Multi-region serverless backend — reloaded
Accelerating Serverless Applications with Global Accelerator and Application Load Balancer
In 2018, I wrote a series of blog posts on building a multi-region, active-active, serverless architecture on AWS [1, 2, 3 and 4]. The solution was built using DynamoDB Global Tables, Lambda, the regional API Gateway feature, and Route 53 routing policies. It worked well as a resiliency pattern and as a disaster recovery (DR) strategy . But there was an issue.
Brace yourself: DNS isn’t perfect
DNS is one of the most important services on the Internet as it turns a user-friendly domain name like amazon.com into an IP address that computers use to identify each other and direct traffic to a network.

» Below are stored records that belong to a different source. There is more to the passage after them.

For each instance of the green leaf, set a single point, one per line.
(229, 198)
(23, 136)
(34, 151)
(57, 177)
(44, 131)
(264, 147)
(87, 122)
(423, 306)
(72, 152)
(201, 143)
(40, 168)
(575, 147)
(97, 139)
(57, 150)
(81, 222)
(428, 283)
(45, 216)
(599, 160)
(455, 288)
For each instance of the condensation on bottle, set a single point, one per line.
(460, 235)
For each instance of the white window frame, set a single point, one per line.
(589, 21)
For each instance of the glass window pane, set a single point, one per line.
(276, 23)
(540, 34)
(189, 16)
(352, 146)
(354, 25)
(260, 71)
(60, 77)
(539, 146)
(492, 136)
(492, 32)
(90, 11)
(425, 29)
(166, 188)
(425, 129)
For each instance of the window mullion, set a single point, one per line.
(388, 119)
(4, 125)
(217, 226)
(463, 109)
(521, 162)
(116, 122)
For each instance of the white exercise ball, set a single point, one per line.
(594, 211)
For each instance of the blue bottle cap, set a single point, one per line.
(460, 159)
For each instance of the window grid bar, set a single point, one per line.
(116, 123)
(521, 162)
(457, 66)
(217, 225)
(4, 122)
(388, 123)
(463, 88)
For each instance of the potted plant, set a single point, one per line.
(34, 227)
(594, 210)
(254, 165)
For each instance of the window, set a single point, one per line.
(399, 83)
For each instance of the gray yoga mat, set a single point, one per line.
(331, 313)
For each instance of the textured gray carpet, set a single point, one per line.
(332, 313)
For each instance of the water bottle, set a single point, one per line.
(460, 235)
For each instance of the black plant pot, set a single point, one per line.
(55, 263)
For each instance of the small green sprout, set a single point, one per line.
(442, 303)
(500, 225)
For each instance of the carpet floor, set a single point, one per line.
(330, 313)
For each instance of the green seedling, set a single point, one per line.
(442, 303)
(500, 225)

To do so, the DNS service uses a hierarchy of name servers distributed around the world that try to answer a simple question: “what is the IP for that particular domain name?” If a name server cannot answer the question, it may query another name server higher in the hierarchy. This process is called recursive query.
Now imagine if every time you typed a domain name on your browser or every time you used an app on your phone, the DNS service had to repeat the entire process from scratch and query all the name servers in the recursion chain. This would be slow, resource-intensive and prone to failure.
Caching to the rescue
Luckily, the designers of the DNS service thought about that and specified the use of a time-to-live (TTL) for every DNS record. Caching name servers use that TTL configuration to determine how long the result of a particular DNS query should be stored. DNS caching improves the efficiency of the DNS service as it reduces the DNS traffic across the Internet, but also serves as a resiliency technique because it prevents overloads of the authoritative name-servers, particularly the root name-servers which sit at the top of the hierarchy.

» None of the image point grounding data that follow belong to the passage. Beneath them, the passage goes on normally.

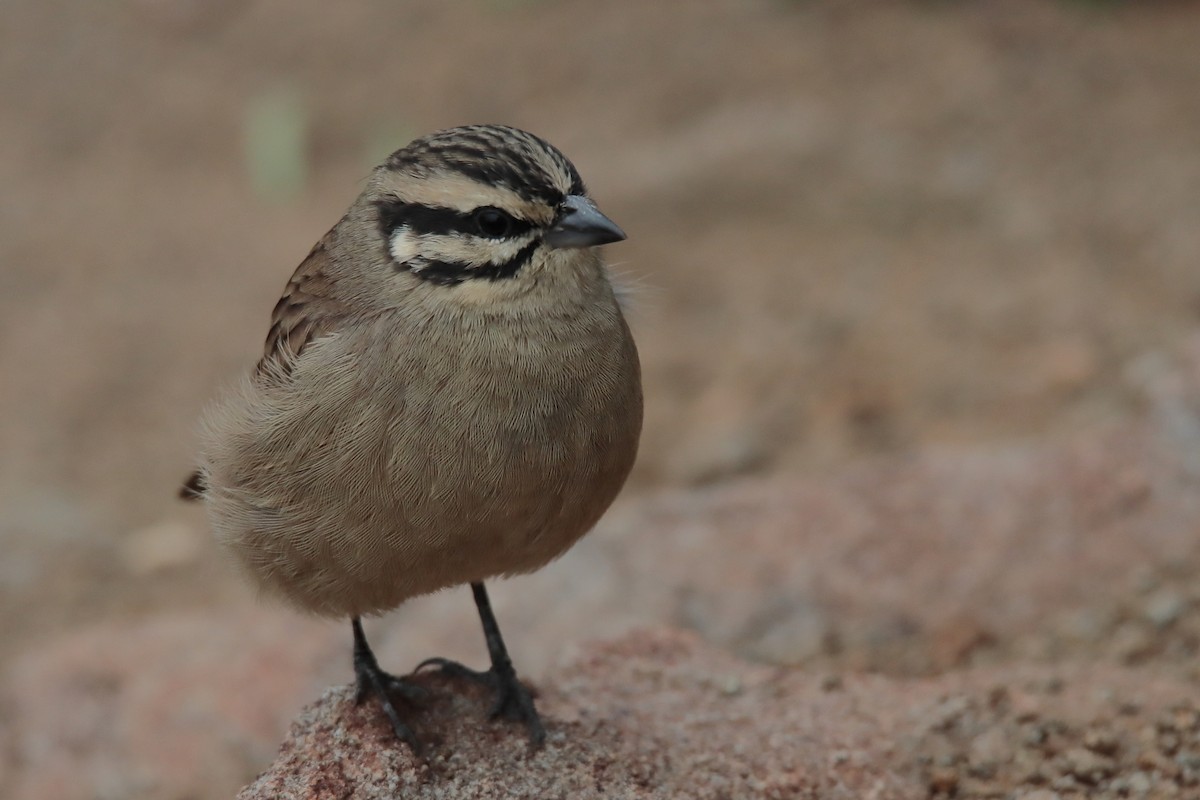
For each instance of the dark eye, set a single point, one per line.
(493, 223)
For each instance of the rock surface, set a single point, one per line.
(659, 714)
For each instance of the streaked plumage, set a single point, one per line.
(449, 390)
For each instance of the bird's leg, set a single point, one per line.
(372, 680)
(513, 699)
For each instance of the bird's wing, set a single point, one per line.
(305, 313)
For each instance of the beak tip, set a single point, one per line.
(581, 224)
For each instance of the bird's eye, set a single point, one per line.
(493, 223)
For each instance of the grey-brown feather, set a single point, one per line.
(401, 437)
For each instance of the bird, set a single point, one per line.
(449, 394)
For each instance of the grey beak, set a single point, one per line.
(581, 224)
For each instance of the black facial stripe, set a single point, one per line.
(435, 220)
(449, 274)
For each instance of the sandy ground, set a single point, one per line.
(856, 230)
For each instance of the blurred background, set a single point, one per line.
(856, 229)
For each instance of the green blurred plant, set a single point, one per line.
(276, 143)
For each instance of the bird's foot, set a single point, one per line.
(372, 680)
(514, 701)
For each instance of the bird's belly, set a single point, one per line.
(390, 494)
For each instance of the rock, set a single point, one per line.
(645, 716)
(649, 715)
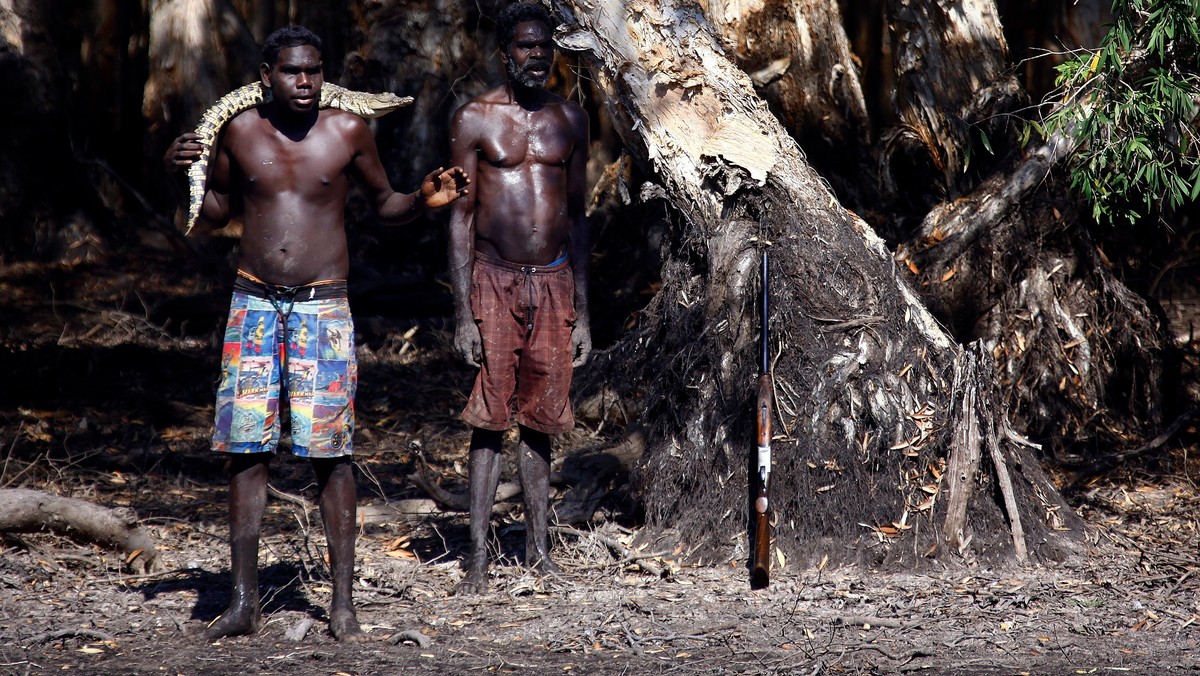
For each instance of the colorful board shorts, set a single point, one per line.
(525, 315)
(301, 342)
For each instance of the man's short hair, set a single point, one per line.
(515, 13)
(286, 37)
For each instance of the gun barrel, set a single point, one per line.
(765, 365)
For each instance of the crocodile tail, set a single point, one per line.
(210, 125)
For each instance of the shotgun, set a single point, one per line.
(760, 562)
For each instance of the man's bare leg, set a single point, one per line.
(247, 498)
(335, 480)
(533, 466)
(485, 476)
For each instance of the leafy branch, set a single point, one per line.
(1132, 108)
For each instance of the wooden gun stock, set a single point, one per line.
(760, 564)
(760, 560)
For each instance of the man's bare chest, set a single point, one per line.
(537, 139)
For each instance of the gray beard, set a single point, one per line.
(526, 78)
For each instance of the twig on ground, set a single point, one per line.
(628, 555)
(69, 634)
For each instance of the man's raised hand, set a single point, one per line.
(443, 186)
(468, 342)
(183, 153)
(581, 344)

Because they can speed up resolution of the query, DNS caching servers increase the performance of end-user applications.

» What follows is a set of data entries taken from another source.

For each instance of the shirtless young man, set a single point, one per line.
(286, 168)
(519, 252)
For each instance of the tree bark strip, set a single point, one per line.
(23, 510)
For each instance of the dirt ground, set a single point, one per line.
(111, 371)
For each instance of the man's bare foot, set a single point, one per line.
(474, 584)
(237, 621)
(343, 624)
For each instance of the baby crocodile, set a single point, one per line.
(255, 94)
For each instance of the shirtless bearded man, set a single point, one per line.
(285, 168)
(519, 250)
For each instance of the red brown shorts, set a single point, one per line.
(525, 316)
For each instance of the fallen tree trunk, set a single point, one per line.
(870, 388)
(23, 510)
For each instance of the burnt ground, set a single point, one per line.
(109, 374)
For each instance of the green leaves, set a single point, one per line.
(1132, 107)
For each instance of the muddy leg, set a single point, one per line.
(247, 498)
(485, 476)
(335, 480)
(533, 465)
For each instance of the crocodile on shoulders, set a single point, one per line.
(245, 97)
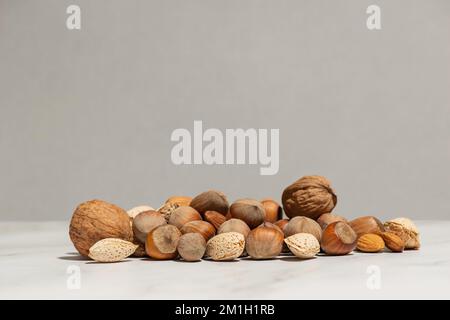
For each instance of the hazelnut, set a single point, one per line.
(338, 238)
(182, 215)
(162, 242)
(179, 200)
(205, 229)
(215, 218)
(145, 222)
(310, 196)
(248, 210)
(192, 246)
(327, 218)
(96, 220)
(406, 230)
(303, 225)
(136, 210)
(167, 209)
(367, 224)
(234, 225)
(281, 223)
(225, 246)
(303, 245)
(265, 241)
(210, 201)
(274, 212)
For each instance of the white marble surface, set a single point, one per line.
(35, 257)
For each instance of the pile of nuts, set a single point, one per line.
(206, 226)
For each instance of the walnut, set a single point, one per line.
(310, 196)
(96, 220)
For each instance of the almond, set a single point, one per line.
(393, 241)
(370, 242)
(111, 250)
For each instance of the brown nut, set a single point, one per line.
(338, 238)
(303, 225)
(205, 229)
(96, 220)
(145, 222)
(310, 196)
(210, 201)
(162, 242)
(327, 218)
(367, 224)
(167, 209)
(282, 223)
(370, 242)
(215, 218)
(393, 242)
(182, 215)
(179, 200)
(192, 246)
(405, 229)
(274, 212)
(234, 225)
(265, 241)
(248, 210)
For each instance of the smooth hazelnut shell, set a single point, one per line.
(366, 224)
(273, 210)
(338, 238)
(191, 247)
(215, 218)
(250, 211)
(265, 241)
(204, 228)
(210, 201)
(303, 225)
(328, 218)
(145, 222)
(179, 200)
(182, 215)
(234, 225)
(162, 242)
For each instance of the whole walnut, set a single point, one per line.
(310, 196)
(96, 220)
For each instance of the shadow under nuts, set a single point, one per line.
(265, 241)
(182, 215)
(310, 196)
(162, 242)
(234, 225)
(367, 224)
(248, 210)
(145, 222)
(210, 201)
(205, 229)
(192, 246)
(273, 210)
(303, 225)
(338, 238)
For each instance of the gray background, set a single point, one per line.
(88, 114)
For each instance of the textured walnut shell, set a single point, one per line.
(95, 220)
(310, 196)
(210, 201)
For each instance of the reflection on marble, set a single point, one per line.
(38, 261)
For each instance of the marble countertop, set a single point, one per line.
(38, 261)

To further increase performance, many end user applications (like web browsers) save the result of DNS lookup in their local cache. See below with Firefox.
Setting up TTLs for your domain name isn’t difficult. However, knowing what value to set requires careful thinking. Long TTLs help reduce traffic on the Internet and prevent domain name servers from overloading, while short TTLs often cause heavy loads on authoritative name servers but are useful for speeding up DR strategies.
However, a persistent problem is that caching name servers and some client devices often set their own TTLs regardless of the value set in the DNS record. Therefore, it cannot be guaranteed that DNS lookups will return the correct values, even after the TTL has expired.
This is a big problem for DR strategies, as in case of failure, you can’t be sure how long it will take for client devices to have an updated and accurate version of IP addresses returned from a DNS lookup.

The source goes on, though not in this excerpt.